As usual, they sent me an email, I responded back with GoToMeeting details and we were talking to each other in a few minutes. When I joined the call with them:
- All of our AG modification queries (removing availability database, removing availability replica) were stuck waiting on HADR_AR_CRITICAL_SECTION_ENTRY.
- We were unable to make modifications to the AG as it was in an inconsistent state, pending updating the state of the replica.
- As per the Microsoft docs – Occurs when an Always On DDL statement or Windows Server Failover Clustering command is waiting for exclusive read/write access to the runtime state of the local replica of the associated availability group.
SOLUTION/WORKAROUND
Based on my search on the internet, restart of SQL instance is the only way to come out of this.
We set the AG failover to manual and restarted both replicas; after doing so, our secondary replica became synchronized after a few minutes and we were able to successfully remove databases from the AG. We tested failover back and forth, and everything was working as expected.’
Have you seen this wait in your environment? It would be great if you can share the cause of that via comments and how did you come out of it.
Reference:Â Pinal Dave (https://blog.sqlauthority.com)
4 Comments. Leave new
Was there any data loss during the downtime? We’re also trying to setup the same in our environment.
We ran into this issue just today. Something as yet unknown caused quorum to be lost. Eventually failed over. Except one of our DBs was in “not synchronizing” on both the primary and replica, and therefore not available for the application. We then saw the same wait type with any action on the AG itself. Our only solution was instance restarts followed by full reboot of the current primary. Did you end up finding a root cause?

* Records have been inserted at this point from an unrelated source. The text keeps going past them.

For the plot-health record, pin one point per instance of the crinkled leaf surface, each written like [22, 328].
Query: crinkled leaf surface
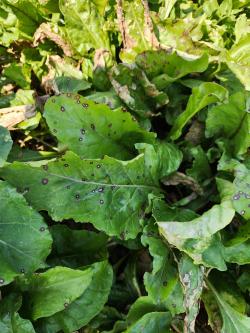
[24, 237]
[203, 95]
[54, 290]
[5, 144]
[75, 248]
[191, 277]
[109, 193]
[94, 130]
[84, 25]
[85, 307]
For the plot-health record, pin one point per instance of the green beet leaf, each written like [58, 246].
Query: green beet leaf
[111, 194]
[163, 68]
[84, 25]
[199, 238]
[85, 307]
[233, 321]
[5, 144]
[54, 290]
[24, 237]
[191, 277]
[136, 90]
[203, 95]
[75, 248]
[93, 130]
[241, 196]
[230, 121]
[10, 320]
[151, 323]
[162, 284]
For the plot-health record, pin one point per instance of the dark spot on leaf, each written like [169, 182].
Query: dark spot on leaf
[45, 181]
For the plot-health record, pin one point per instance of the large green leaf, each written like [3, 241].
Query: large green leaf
[10, 321]
[233, 321]
[24, 237]
[85, 307]
[84, 25]
[5, 144]
[199, 238]
[75, 248]
[162, 284]
[93, 130]
[111, 194]
[54, 290]
[191, 277]
[203, 95]
[152, 322]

SQL 2016 SP2-GDR
We had similar issue in our prod env. We have 3 node cluster where 2 primaries share same secondary. We had issue with one of the sets while other set kept working through out. Issue started with lease timeout expiration. First time cluster was able to recover on its own but second time around synchronization was suspended and secondary went into resolving state. All databases on secondary had a Red cross. Similar to what you experienced none of the AG modification queries worked and they kept waiting on “HADR_AR_CRITICAL_SECTION_ENTRY “.
We are on SQL server 2017
Bit of a late reply but more of a content add if anything.

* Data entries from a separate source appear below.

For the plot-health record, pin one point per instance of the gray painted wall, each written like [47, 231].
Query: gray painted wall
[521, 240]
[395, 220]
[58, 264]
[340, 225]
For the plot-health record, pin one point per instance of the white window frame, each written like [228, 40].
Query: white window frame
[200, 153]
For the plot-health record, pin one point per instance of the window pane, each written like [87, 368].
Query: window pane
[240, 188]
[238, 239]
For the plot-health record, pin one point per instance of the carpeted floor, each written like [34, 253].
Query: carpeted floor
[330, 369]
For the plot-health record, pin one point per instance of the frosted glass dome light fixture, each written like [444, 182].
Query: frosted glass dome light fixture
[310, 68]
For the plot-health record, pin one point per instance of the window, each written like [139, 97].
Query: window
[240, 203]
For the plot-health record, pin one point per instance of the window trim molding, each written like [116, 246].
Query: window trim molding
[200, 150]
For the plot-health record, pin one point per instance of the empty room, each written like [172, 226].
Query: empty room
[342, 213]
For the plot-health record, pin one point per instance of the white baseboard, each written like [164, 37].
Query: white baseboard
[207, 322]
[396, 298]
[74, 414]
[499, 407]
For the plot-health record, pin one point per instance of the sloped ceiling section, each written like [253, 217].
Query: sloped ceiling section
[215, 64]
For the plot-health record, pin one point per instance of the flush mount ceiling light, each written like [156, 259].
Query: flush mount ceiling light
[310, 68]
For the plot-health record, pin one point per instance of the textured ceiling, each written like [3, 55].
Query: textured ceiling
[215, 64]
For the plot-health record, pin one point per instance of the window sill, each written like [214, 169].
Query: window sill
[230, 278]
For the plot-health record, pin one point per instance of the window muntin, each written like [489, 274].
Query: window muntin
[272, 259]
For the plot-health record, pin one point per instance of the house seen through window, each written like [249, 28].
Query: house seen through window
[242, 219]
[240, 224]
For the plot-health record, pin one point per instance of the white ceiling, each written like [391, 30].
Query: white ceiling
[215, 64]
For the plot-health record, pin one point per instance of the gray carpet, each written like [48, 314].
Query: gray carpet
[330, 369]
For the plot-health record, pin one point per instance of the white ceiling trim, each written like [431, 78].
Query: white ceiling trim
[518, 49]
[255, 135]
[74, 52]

I’ve experienced a few of these in my current DBA role and they all come as a result of an unstable or saturated network between the nodes due to an ‘infrastructure event’ (read in to that as you will, but in our last case a bunch of VMs went down and the network became saturated as a result).
I went as far as digging into the WFC logs to figure it out and best I came out with was delayed responses between secondary’s with no real fix for this other than what the blog post already suggests.
I would always have in the back of my mind to check out network related events for the source when encountering this SQL error, and get that team involved. You can always rely on WFC error logs to confirm node communication issues as well. The AG tech is so intertwined with WFC and the whole thing is built on stable intra-cluster communication.